Evet muhalefet iktidarın yaptığı politikalara sözlü muhalefet yapıyor, bu sözlü muhalefetle kendisinin oylarını da bir miktar yükseltebilir ama temelde bu sorunların üstesinden gelecek köklü bir programa sahip değildir. Eni sonu yapmak istedikleri mevcut iktidarın seçim yoluyla gitmesi üzerinedir. Ekonomik geçim sıkıntısı içerisinde olan emekçilerin yaşam düzeylerini nasıl olup da yükseltecektir, bugüne kadar boşalan ve borca giren hazine nasıl doldurulacaktır?
Bugüne kadar haksız kazanç elde eden ve devlet hazinesini boşaltanların durumu ne olacaktır?
Demokrasi derken, “güçlü meclis” derken bu mecliste işçi ve emekçilerin temsili nasıl olacaktır?

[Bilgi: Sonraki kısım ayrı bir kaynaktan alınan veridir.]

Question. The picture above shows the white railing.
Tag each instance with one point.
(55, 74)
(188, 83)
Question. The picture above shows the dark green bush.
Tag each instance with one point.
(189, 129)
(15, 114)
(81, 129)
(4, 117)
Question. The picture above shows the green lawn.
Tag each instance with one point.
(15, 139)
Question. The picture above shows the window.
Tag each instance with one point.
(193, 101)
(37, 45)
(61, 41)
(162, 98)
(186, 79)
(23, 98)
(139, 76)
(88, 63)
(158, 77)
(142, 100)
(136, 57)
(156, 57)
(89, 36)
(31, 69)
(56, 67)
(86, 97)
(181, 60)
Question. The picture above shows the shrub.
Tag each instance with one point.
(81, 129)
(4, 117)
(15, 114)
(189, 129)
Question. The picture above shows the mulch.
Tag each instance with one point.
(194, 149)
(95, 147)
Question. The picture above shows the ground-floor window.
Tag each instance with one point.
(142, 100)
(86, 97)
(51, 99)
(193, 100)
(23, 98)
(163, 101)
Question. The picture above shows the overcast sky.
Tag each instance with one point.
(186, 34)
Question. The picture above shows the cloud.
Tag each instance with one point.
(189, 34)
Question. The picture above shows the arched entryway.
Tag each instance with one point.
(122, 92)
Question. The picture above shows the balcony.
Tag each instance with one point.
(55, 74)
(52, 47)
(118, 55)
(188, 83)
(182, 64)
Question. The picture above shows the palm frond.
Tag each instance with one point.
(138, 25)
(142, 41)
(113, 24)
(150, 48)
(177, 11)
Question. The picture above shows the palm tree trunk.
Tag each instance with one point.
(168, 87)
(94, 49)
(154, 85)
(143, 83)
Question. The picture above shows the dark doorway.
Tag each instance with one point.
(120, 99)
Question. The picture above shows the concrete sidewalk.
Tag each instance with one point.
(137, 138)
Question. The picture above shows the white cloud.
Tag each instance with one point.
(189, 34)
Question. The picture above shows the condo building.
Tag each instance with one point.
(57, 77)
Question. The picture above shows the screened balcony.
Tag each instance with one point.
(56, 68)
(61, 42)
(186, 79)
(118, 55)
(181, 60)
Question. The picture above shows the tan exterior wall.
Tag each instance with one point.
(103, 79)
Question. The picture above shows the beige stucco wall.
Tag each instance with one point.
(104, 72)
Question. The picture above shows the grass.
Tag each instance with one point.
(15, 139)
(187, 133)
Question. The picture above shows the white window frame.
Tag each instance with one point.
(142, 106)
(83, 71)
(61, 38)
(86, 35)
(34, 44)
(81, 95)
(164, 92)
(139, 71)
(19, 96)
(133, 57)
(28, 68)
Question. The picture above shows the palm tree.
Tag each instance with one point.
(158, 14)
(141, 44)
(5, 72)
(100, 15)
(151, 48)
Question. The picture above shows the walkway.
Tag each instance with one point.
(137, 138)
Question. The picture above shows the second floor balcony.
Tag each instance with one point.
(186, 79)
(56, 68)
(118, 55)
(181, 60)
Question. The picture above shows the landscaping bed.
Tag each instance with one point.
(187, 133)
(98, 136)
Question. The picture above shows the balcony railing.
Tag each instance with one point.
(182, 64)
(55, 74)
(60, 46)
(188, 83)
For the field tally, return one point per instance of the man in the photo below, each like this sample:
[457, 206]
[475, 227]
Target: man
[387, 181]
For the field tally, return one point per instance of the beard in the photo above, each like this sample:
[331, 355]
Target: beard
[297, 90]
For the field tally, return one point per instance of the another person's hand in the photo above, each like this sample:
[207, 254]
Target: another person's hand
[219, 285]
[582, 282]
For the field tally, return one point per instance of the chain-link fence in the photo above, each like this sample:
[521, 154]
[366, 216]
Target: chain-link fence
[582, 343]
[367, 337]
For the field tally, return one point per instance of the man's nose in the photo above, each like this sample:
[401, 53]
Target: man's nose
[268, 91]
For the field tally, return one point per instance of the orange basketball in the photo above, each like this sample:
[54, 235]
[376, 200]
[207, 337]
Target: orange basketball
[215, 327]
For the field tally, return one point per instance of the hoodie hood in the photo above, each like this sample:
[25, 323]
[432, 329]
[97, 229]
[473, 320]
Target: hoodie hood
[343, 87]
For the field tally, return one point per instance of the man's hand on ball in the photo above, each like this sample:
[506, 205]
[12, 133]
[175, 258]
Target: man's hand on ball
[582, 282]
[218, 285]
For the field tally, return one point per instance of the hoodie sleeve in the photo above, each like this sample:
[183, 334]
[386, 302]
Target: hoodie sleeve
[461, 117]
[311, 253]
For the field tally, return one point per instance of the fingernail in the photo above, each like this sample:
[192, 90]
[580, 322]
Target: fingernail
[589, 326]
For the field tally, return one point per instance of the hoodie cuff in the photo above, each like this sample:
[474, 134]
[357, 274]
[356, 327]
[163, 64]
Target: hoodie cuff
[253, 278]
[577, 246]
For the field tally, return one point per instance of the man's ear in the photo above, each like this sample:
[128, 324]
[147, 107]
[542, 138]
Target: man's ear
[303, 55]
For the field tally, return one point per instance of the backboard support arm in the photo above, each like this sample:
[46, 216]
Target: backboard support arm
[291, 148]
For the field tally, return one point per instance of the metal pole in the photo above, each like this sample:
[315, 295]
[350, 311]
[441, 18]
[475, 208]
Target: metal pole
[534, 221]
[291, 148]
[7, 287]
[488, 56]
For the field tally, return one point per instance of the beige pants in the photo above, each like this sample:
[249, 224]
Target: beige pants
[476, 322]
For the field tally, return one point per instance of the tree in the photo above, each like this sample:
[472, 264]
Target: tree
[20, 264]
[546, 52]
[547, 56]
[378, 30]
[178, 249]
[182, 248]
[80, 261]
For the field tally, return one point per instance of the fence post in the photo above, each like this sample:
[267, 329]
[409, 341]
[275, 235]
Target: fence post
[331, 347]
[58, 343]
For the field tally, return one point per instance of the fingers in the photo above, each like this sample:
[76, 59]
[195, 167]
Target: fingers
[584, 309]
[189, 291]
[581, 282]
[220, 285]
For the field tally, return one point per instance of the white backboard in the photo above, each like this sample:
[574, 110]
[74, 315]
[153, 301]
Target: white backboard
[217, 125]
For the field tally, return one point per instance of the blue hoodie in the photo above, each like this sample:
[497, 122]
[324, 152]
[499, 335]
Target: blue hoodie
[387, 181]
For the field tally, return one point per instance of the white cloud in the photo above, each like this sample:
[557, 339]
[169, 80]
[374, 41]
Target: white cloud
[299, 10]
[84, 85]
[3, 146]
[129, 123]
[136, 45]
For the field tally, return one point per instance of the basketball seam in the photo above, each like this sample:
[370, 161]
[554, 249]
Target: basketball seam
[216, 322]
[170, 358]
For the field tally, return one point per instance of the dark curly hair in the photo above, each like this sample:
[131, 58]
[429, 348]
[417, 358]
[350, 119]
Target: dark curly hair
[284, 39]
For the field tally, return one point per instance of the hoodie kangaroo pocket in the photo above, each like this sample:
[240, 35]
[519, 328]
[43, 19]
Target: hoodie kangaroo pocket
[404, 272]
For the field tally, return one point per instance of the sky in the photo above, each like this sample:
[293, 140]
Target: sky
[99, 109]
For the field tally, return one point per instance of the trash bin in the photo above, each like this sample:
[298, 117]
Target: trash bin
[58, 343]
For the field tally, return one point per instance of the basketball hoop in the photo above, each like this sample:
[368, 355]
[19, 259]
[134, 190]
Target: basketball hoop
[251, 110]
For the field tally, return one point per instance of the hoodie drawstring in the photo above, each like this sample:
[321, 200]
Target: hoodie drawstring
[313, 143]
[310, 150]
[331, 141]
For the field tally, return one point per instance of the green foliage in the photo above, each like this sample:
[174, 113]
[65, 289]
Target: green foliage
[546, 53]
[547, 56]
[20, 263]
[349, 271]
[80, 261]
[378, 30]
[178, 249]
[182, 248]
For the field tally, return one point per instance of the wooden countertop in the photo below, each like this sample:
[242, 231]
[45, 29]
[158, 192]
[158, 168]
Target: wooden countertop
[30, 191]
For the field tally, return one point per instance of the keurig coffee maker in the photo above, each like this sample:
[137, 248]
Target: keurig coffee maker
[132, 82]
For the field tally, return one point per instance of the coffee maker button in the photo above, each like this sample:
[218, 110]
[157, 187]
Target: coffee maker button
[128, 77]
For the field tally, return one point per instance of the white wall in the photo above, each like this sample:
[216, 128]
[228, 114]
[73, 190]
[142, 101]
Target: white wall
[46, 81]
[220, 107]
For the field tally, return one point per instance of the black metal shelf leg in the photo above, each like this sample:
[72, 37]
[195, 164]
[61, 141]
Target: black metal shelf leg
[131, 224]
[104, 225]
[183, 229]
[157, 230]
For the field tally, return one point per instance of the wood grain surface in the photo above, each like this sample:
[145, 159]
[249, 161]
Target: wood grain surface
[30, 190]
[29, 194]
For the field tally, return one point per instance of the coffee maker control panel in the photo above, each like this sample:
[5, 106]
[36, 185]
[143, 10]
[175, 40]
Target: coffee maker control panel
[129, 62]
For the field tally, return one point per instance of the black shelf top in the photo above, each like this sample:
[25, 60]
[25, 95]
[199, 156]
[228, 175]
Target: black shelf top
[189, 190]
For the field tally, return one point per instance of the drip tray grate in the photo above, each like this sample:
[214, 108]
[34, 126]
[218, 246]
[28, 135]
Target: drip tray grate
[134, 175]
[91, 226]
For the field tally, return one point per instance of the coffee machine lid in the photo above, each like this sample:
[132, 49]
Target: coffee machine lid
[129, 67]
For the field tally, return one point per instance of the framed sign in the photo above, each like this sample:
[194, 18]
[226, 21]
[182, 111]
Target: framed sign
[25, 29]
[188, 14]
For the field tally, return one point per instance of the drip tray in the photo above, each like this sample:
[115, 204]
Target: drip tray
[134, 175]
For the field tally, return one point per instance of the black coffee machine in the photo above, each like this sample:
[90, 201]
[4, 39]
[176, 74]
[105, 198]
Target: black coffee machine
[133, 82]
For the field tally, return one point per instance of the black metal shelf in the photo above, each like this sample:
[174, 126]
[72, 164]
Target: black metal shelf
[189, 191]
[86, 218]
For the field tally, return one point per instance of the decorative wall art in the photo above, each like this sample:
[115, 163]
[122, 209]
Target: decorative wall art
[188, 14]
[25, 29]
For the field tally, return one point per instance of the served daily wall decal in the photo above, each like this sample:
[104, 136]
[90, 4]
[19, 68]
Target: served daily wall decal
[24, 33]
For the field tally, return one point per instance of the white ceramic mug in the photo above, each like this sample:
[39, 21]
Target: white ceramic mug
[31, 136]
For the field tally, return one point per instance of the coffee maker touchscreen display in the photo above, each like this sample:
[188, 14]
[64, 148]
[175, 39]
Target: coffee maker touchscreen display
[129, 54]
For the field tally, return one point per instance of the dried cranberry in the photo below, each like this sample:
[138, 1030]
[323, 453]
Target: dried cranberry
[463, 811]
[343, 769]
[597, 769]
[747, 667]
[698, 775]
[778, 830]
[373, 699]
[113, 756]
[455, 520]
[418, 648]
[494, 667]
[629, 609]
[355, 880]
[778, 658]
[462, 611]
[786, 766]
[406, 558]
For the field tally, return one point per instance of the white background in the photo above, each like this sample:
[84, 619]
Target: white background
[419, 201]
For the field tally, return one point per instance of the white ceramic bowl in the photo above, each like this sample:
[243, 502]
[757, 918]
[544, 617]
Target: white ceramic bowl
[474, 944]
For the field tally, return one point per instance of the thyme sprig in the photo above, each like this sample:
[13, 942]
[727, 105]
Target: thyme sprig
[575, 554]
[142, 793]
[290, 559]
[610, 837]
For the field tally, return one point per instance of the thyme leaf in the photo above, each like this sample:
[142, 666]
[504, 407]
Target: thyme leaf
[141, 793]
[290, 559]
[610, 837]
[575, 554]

Yine en büyük kanayan yara olarak görülen adaletsizlik, ya da iktidara bağlı adalet sistemi nasıl değiştirilecektir?

Adaleti yine gelecek iktidar mı denetleyecektir?

Adalet halk tarafından denetlenemiyorsa o adalet sistemi halk için değildir. Böyle bir adalet denetim sistemi olacak mıdır?

Gerçekte kapitalist sistemin çarkları emek sömürüsü ile dönmektedir. Sömürünün olduğu yerde adaletin de sömürücülerden yana olacağı açıktır.

Buradan bakınca muhalefet seçim yapılsa ve iktidarı alsalar bile iktidar da emekçiler için köklü değişiklikleri yapamayacaklar, hazinenin borçlarını ödeyip piyasayı ucuzlatamayacaklar ve dolayısıyla kısa zamanda yıpranacaklardır. Eski politikacıların zam yaparken kullandığı “enkaz devraldık” mantığını kullanarak yine piyasaya ve vergilere zam yapacaklardır.

Köklü değişiklik ancak işçi ve emekçilerin örgütlü gücü ile olabilir. Ancak onlar sömürü sistemine son verebilir. Ancak işçi ve emekçi örgütlerinde sendika bürokrasisi ile işçiler arasındaki ücret uçurumunun kaldırılması gibi bir öncelikli görev vardır. 30 ile 50 bin lira alan bir sendikacı asgari ücretli bir işçiyi nereye kadar savunacaktır? Bunun giderilmesi için sendika başkan ve yöneticilerinin ücretleri asgari ücretin katları olarak ayarlanmalı örneğin “bir sendikacının maaşı asgari ücretin iki katını geçmemelidir” gibi maddeler sendika tüzüklerinde yer almalıdır.